After the Restoration of the Bourbon Dynasty to France he and his family became Enemies of the State for their support and actions in the French Revolution and they fled to Lausanne, Switzerland where they changed their name to de Fontanelle which was the name of Joseph's wife, to evade any detection and capture by the newly established King of France, Louis XVIII and his assassins.

==Personal Details==
D'Espinassy was described by his peers as a classical scholar and an upright and amiable man.

It would seem d'Espinassy was partial to the Girondins a party that sought to abolish the French monarchy and institute a republic, but was quick to restore order when the French Revolution spiraled out of control. The nobles of Provence had resisted the expansion of the Bourbons for a century and had their own aristocracy of Gallo-Roman stock and culture.
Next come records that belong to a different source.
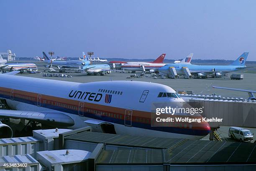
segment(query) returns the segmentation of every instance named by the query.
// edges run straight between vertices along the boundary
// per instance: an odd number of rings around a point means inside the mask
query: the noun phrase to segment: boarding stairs
[[[144,73],[146,73],[146,70],[145,69],[144,65],[141,65],[141,68],[142,69],[142,72]]]
[[[187,67],[183,67],[182,70],[185,73],[185,78],[190,79],[192,78],[192,75],[190,73],[190,71]]]
[[[213,131],[213,139],[217,141],[227,141],[227,138],[221,135],[221,132],[218,130]]]
[[[178,77],[178,75],[177,75],[177,72],[175,68],[173,66],[171,66],[169,67],[169,71],[171,73],[170,74],[168,74],[170,76],[170,77],[173,79],[176,79]]]

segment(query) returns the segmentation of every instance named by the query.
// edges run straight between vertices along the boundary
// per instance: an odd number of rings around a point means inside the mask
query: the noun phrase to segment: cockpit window
[[[168,97],[178,98],[174,93],[167,93],[167,94]]]
[[[161,97],[163,95],[163,93],[159,93],[159,94],[158,94],[158,96],[157,97]]]
[[[177,93],[164,93],[161,92],[159,93],[158,97],[171,97],[171,98],[180,98],[179,95]]]

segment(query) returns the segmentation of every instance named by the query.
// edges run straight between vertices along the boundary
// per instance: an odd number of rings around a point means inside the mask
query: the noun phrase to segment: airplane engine
[[[197,73],[197,78],[201,78],[203,77],[205,77],[205,75],[202,73]]]
[[[0,138],[13,137],[13,130],[9,126],[0,122]]]
[[[149,73],[154,73],[155,72],[155,70],[154,70],[154,69],[150,69],[149,70]]]
[[[214,73],[214,76],[216,78],[219,78],[221,77],[221,76],[223,76],[223,74],[220,73],[219,72],[215,72]]]

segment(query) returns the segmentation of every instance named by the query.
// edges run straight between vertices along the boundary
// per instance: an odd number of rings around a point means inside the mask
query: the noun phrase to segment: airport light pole
[[[94,54],[94,53],[93,53],[93,52],[89,52],[87,53],[87,54],[88,55],[90,55],[90,64],[91,65],[92,64],[92,60],[91,59],[92,59],[92,58],[91,58],[91,56],[93,54]]]
[[[51,55],[51,68],[52,68],[52,55],[54,54],[54,52],[50,51],[48,52],[48,54]]]

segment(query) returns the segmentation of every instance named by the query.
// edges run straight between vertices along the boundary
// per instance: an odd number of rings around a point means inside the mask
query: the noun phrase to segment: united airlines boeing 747
[[[0,74],[0,98],[13,110],[0,110],[1,117],[70,129],[90,125],[95,131],[151,137],[199,139],[210,130],[207,122],[151,126],[153,103],[184,102],[172,88],[159,84],[79,83],[5,74]],[[7,125],[0,126],[2,132]],[[9,130],[5,130],[7,135]]]

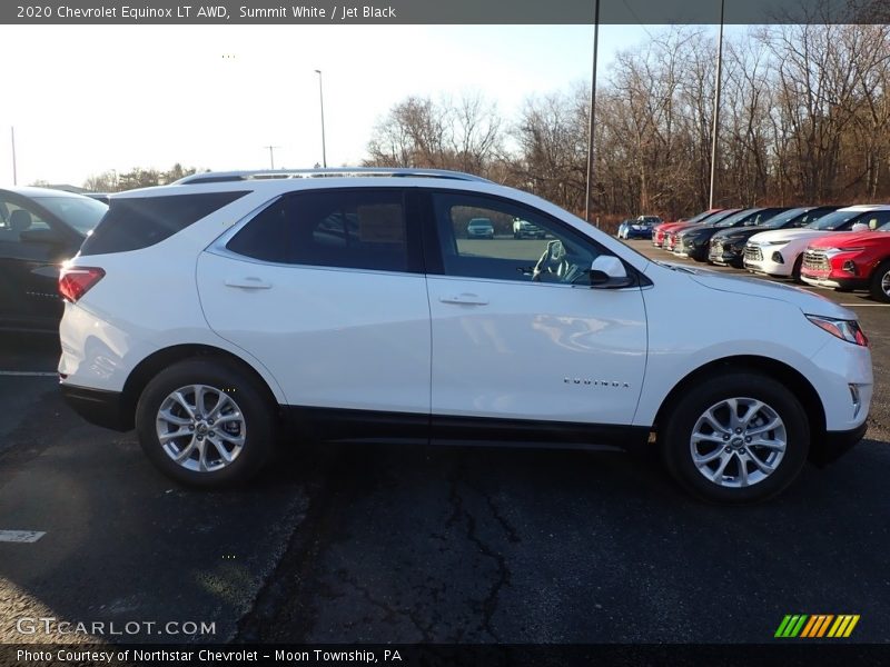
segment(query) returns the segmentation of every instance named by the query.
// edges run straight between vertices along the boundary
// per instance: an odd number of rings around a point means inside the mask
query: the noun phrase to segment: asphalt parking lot
[[[184,490],[68,410],[51,338],[2,336],[0,530],[26,532],[0,541],[0,641],[90,639],[21,623],[55,618],[116,641],[764,643],[787,614],[890,641],[890,306],[819,291],[871,339],[867,439],[751,508],[625,454],[481,448],[295,446],[246,489]]]

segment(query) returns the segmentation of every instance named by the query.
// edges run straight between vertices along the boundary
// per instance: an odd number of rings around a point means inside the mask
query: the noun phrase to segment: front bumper
[[[868,424],[854,429],[828,431],[824,439],[810,445],[810,460],[819,467],[827,466],[850,451],[866,435]]]
[[[132,429],[132,415],[123,410],[120,391],[87,389],[73,385],[60,385],[65,401],[83,419],[102,428],[118,431]]]
[[[830,276],[807,276],[801,272],[800,279],[813,287],[831,287],[834,289],[864,289],[868,281],[860,278],[831,278]]]

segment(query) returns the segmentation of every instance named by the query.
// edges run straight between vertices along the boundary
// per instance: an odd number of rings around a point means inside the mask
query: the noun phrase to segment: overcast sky
[[[603,26],[600,74],[660,28]],[[714,28],[715,30],[715,28]],[[0,183],[134,167],[357,165],[408,94],[482,92],[516,116],[591,74],[590,26],[0,26]]]

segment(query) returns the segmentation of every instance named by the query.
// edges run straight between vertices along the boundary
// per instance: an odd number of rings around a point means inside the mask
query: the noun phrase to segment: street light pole
[[[720,128],[720,70],[723,64],[723,3],[720,0],[720,36],[716,41],[716,90],[714,91],[714,126],[711,129],[711,193],[708,208],[714,208],[714,181],[716,180],[716,135]]]
[[[275,149],[281,148],[280,146],[264,146],[263,148],[269,149],[269,169],[275,169]]]
[[[16,173],[16,128],[11,127],[10,130],[12,132],[12,185],[18,186],[19,179]]]
[[[322,166],[327,169],[327,152],[325,150],[325,93],[322,90],[322,70],[315,70],[318,74],[318,103],[322,107]]]
[[[584,193],[584,220],[591,221],[591,189],[593,188],[593,125],[596,119],[596,51],[600,39],[600,0],[593,13],[593,74],[591,76],[591,113],[587,128],[587,180]]]

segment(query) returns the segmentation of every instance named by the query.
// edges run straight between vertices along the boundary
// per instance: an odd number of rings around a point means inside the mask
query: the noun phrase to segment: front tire
[[[874,270],[869,291],[873,299],[890,303],[890,260],[881,262]]]
[[[660,435],[671,475],[713,502],[772,498],[800,474],[810,449],[807,415],[782,384],[731,371],[684,392]]]
[[[275,420],[257,382],[214,358],[166,368],[136,408],[136,431],[149,460],[176,481],[202,488],[256,475],[271,452]]]

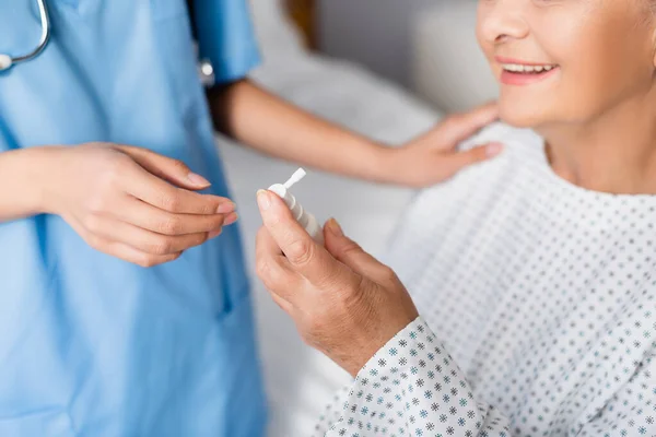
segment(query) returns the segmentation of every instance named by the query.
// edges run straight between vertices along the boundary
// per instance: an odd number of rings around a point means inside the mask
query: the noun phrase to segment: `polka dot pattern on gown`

D'Espinassy married the ( Lady ) Marie Guillaume de Tholomé de Fontanelle who was the only child of the Marquis of Fontanelle thus starting the D'Espinassy de Fontanelle branch of the D'Espinassy family. Their eldest son inherited the Marquisate of Fontanelle and title of Marquis.

When he was exiled from France he was known as the "exiled French regicide".

His sons Marius and Auguste married into the Essex family of England after meeting Ladies of the Arthur Algernon Capell who was the 6th Earl of Essex at the famous ball held in Brussels the night before the Battle of Waterloo. His son Marius inherited the Marquisate and was the father of Alfred David Augustus d'Espinassy de Fontanelle, the 5th Marquis of Fontanelle.